The Third Foundation: Opponent Awareness

Most players think they should win if they play well. They give very little consideration  to the opponent’s game or how to exploit it. Identifying your opponent’s strengths and weaknesses  is an important skill to have. Every player’s game is like a combination lock. It’s tough to open, but with the right combination, you can unlock the secrets to success.

Scout the Opponent

Scouting takes practice just like everything else. Carry a notebook and write down what you see.

  • Do they have a better forehand than backhand?
  • Where do they make more mistakes?
  • Do they have a good first serve, but weak second serve?
  • Can they hit a good cross court forehand, but their down the line is weak?
  • How do they handle high balls?
  • What do they do when the ball is short – where do they hit to and what kind of spin do they use?.
  • When you hit an approach shot, do they pass cross court or down the line?
  • How often do they lob and when?
  • How well do they return wide serves and serves into the body?

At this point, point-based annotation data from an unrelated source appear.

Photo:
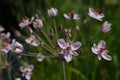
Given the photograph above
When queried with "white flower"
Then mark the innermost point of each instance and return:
(100, 51)
(106, 27)
(26, 22)
(52, 12)
(38, 23)
(5, 47)
(32, 41)
(5, 36)
(68, 49)
(16, 46)
(72, 16)
(1, 28)
(97, 14)
(40, 57)
(27, 71)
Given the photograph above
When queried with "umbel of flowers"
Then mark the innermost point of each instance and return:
(63, 48)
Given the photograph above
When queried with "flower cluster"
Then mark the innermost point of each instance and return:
(55, 43)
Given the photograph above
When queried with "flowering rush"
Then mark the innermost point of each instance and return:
(106, 27)
(27, 71)
(100, 51)
(16, 47)
(68, 48)
(72, 16)
(26, 22)
(52, 12)
(96, 14)
(32, 41)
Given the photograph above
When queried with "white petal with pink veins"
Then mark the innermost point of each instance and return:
(61, 43)
(95, 49)
(76, 45)
(32, 41)
(102, 44)
(106, 56)
(68, 56)
(66, 16)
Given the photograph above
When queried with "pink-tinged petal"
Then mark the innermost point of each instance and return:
(5, 36)
(106, 27)
(31, 67)
(38, 24)
(66, 16)
(27, 76)
(100, 16)
(62, 52)
(16, 46)
(17, 79)
(68, 56)
(94, 49)
(32, 41)
(61, 43)
(5, 47)
(40, 57)
(75, 53)
(52, 12)
(22, 68)
(76, 17)
(76, 45)
(106, 56)
(102, 44)
(99, 57)
(1, 28)
(93, 14)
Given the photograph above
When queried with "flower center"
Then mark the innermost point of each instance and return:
(101, 50)
(98, 11)
(68, 48)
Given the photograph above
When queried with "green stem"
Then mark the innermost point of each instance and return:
(9, 74)
(28, 55)
(55, 27)
(47, 46)
(63, 70)
(48, 39)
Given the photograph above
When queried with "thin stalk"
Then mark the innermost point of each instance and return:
(55, 28)
(63, 70)
(48, 39)
(28, 55)
(9, 74)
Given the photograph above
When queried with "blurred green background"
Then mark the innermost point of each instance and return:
(84, 68)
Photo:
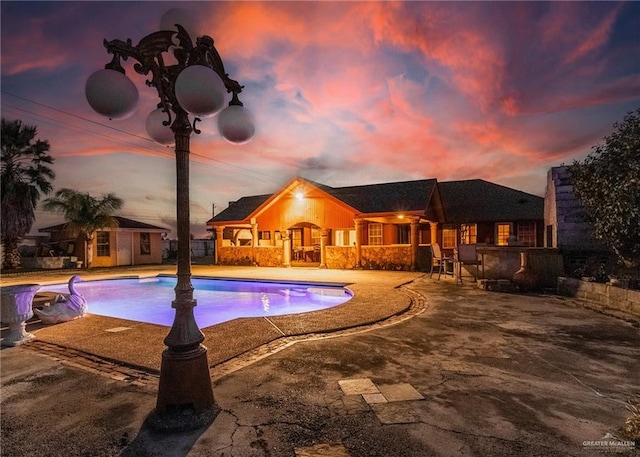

One of the most important pieces of information you can write down about your opponent is what breaks down under pressure. Players will almost always go for a shot they can depend on under pressure. If the backhand is weak, they will run around it. Movement tends to break down under pressure. Players lose their legs when they get nervous. This is a time to move them away from the center of the court by going for the corners and angled shots.